Diagnosticity in Self-Evaluation

Diagnostic and nondiagnostic testing strategies are relevant to questions about one’s own dispositions and skills as well. Yet, when a person searches for information bearing on one’s own attributes, other motivations besides reaching an accurate conclusion might play a role. Researchers have proposed three types of motives that guide testing of self-relevant information.

One motive is self-enhancement, namely, the motive to hold favorable self views and therefore seek positive feedback as well as avoid negative feedback regarding self-relevant attributes. A second motive is self-verification, namely, the motive to affirm preexisting self views. These two motives will lead individuals to seek information that may be nondiagnostic of their abilities and personality traits. That is, when self-enhancement goals guide processing of self-relevant information, individuals will only accept information that can bolster their self-esteem, whereas information that might expose their liabilities will be avoided or rejected. Similarly, when self-verification goals guide processing of self-relevant information, individuals will only accept information that can affirm their existing self-views, whether positive or negative, whereas information that proves otherwise will be ignored regardless of its diagnosticity.

A third type of motive that guides self-relevant information processing is self-assessment, namely, the motive to hold accurate self-views that can help one predict the outcomes of future decisions and self-improvement attempts. When self-assessment goals regulate behavior, individuals will prefer diagnostic information regardless of whether it is positive or negative. Self-assessment may also lead to undertaking intermediate difficulty tasks.

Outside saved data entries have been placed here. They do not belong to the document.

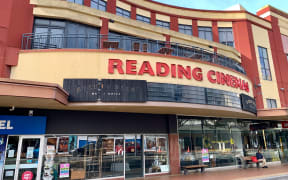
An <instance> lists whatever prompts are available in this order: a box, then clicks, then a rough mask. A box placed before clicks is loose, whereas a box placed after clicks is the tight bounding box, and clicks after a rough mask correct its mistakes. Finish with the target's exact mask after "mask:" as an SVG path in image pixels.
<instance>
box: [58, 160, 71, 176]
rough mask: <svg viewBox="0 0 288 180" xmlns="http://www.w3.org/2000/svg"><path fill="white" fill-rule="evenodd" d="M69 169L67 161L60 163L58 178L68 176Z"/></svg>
mask: <svg viewBox="0 0 288 180" xmlns="http://www.w3.org/2000/svg"><path fill="white" fill-rule="evenodd" d="M69 169H70V164H69V163H65V164H60V171H59V172H60V173H59V178H67V177H69Z"/></svg>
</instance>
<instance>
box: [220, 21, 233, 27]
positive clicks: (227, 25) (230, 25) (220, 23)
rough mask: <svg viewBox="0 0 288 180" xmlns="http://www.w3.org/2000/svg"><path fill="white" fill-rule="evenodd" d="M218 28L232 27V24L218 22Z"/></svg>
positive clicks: (228, 22) (229, 22)
mask: <svg viewBox="0 0 288 180" xmlns="http://www.w3.org/2000/svg"><path fill="white" fill-rule="evenodd" d="M217 25H218V27H233V25H232V22H224V21H218V22H217Z"/></svg>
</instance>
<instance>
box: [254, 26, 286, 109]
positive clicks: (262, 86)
mask: <svg viewBox="0 0 288 180" xmlns="http://www.w3.org/2000/svg"><path fill="white" fill-rule="evenodd" d="M252 32H253V38H254V43H255V51H256V57H257V65H258V71H259V73H260V75H259V77H260V83H261V90H262V96H263V102H264V108H267V103H266V99H276V101H277V107H281V104H280V97H279V93H278V85H277V80H276V75H275V69H274V63H273V58H272V52H271V47H270V42H269V35H268V31H267V30H266V29H263V28H260V27H258V26H256V25H252ZM258 46H261V47H264V48H266V49H267V53H268V58H269V64H270V70H271V75H272V81H267V80H263V78H262V72H261V64H260V57H259V52H258Z"/></svg>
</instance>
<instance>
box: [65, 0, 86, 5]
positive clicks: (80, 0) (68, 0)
mask: <svg viewBox="0 0 288 180" xmlns="http://www.w3.org/2000/svg"><path fill="white" fill-rule="evenodd" d="M67 1H68V2H72V3H75V4H80V5H84V0H67ZM79 1H81V3H79Z"/></svg>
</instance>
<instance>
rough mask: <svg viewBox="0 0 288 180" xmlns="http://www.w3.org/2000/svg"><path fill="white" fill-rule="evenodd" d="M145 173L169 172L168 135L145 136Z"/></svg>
mask: <svg viewBox="0 0 288 180" xmlns="http://www.w3.org/2000/svg"><path fill="white" fill-rule="evenodd" d="M144 154H145V173H146V174H149V173H161V172H169V161H168V141H167V137H166V136H144Z"/></svg>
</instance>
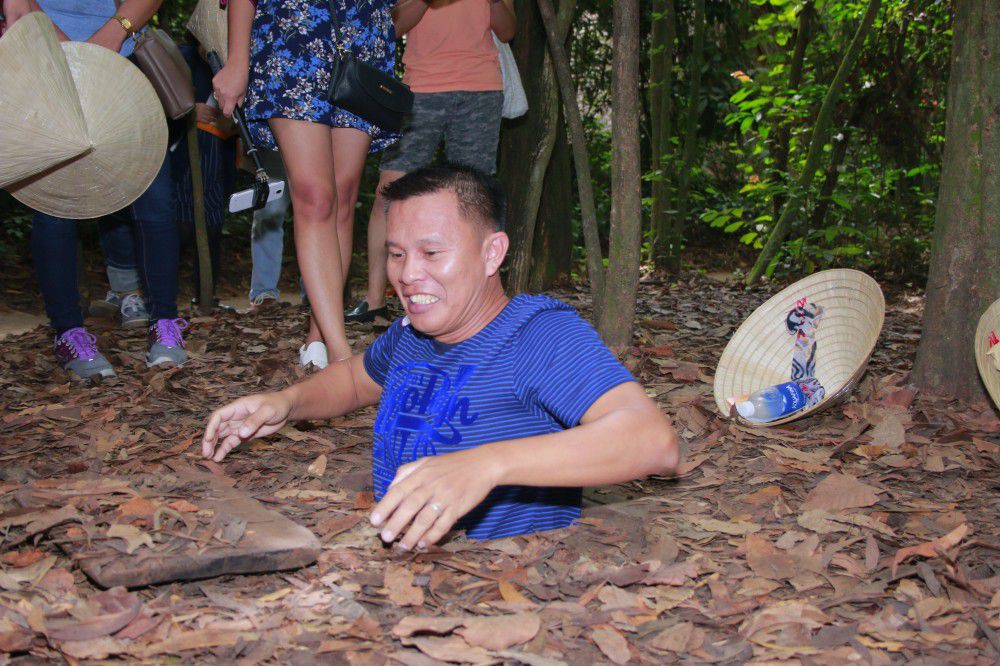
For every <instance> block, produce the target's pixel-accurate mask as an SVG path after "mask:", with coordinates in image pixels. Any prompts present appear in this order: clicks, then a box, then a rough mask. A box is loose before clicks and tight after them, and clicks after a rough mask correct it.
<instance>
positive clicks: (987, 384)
mask: <svg viewBox="0 0 1000 666" xmlns="http://www.w3.org/2000/svg"><path fill="white" fill-rule="evenodd" d="M991 334H992V335H996V336H998V337H1000V299H997V300H995V301H993V305H991V306H990V307H988V308H986V312H984V313H983V316H982V317H980V318H979V326H977V327H976V365H978V366H979V376H980V377H982V378H983V384H985V385H986V390H987V391H988V392H989V394H990V397H991V398H993V404H994V405H996V406H997V407H1000V345H996V346H994V347H993V353H992V354H990V353H989V352H990V336H991Z"/></svg>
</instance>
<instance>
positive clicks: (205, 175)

These tasks are diagnostic of one’s ability because success is more likely given high ability, whereas failure is more likely given low ability. Easy or difficult tasks are nondiagnostic, because success on easy tasks and failure on difficult ones are highly likely regardless of one’s ability level.

As in dispositional hypothesis testing, whether one will engage in diagnostic testing of self-relevant information depends on cognitive and motivational factors. Individuals are more likely to seek diagnostic feedback when they perceive the feedback as pertaining to changeable abilities rather than fixed abilities. This is particularly true for individuals who are uncertain or think that their ability is relatively low. Another factor that has been found to facilitate diagnostic self-assessment is positive mood. Individuals in a positive mood seek positive as well as negative feedback. In contrast, individuals in a neutral or negative mood tend to prefer positive, self-enhancing feedback. It has been proposed that positive mood buffers against the immediate emotional costs of negative feedback and attunes individuals to the long-term, learning benefits of diagnostic feedback.

References:

  1. Trope, Y., Ferguson, M., & Raghunathan, R. (2001). Mood as a resource in processing self-relevant information. In J. P. Forgas (Ed.), Handbook of affect and social cognition (pp. 256-274). Mahwah, NJ: Erlbaum.
  2. Trope, Y., Gervey, B., & Bolger, N. (2003). The role of perceived control in overcoming defensive self-evaluations. Journal of Experimental Social Psychology, 39, 407-419.
  3. Trope, Y., & Liberman, A. (1996). Social hypothesis testing: Cognitive and motivational mechanisms. In E. T. Higgins & A. W. Kruglanski (Eds.), Social psychology: Handbook of basic principles (pp. 239-270). New York: Guilford Press.
  4. Trope, Y., & Mackie, D. (1987). Sensitivity to alternatives in social hypothesistesting. Journal of Experimental Social Psychology, 23, 445-459.